Friday, Sep. 15, 1967

Suburban Daydreams

ALL THE ABANDONED CHILDREN by George Constable. 200 pages. Harcourt, Brace & World. $4.75'.

"Jessie," says a boy friend, "you're like a philosopher in reverse. You're a walking daydream." So she is. She writes herself letters at work ("Dear Madame: Hi"), puts them in her In basket ("Oh, look, a letter for me") and answers them ("Dear Madame: Hi. Glorious morning, isn't it?"). She plays games with herself such as How Can That Be?, in which she makes up an impossible situation, asks herself "How can that be?" and is disappointed if she cannot concoct a way it could be. She is unable to explain, for instance, why "an upside-down-speedboat made of rose petals was in orbit around the moon."

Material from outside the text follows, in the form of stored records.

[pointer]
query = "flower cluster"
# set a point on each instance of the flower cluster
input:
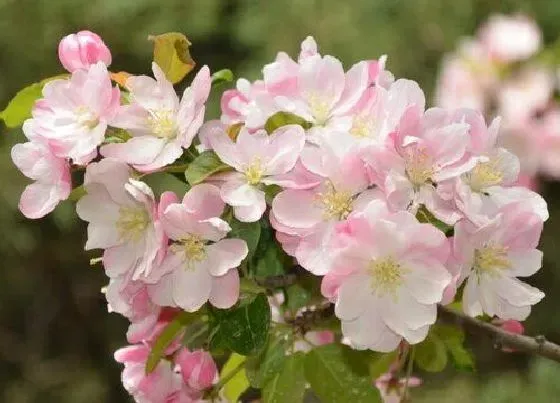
(392, 206)
(503, 71)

Jessie is only one of the daydreamers who wander through this inventive, whimsical first novel about private rebellions in suburbia. Jay, 22, has given up everything to become the disciple of a crackpot who makes clandestine radio broadcasts about morality. Cathy, aged 12, is trying to decide whether God goes around naked or lives in a cemetery. Ethel, 23, hears voices, hates her husband, resents her baby, and is determined to become a prostitute in her spare time. And there is Teddy, the five-year-old prodigy who is Author Constable's hero. Teddy uses geodesies to keep track of the neighbors, and if it weren't for him no one would know that the neighborhood children were in terrible danger. How can that be? The answer is not altogether convincing, but neither is the stuff of which most daydreams are made.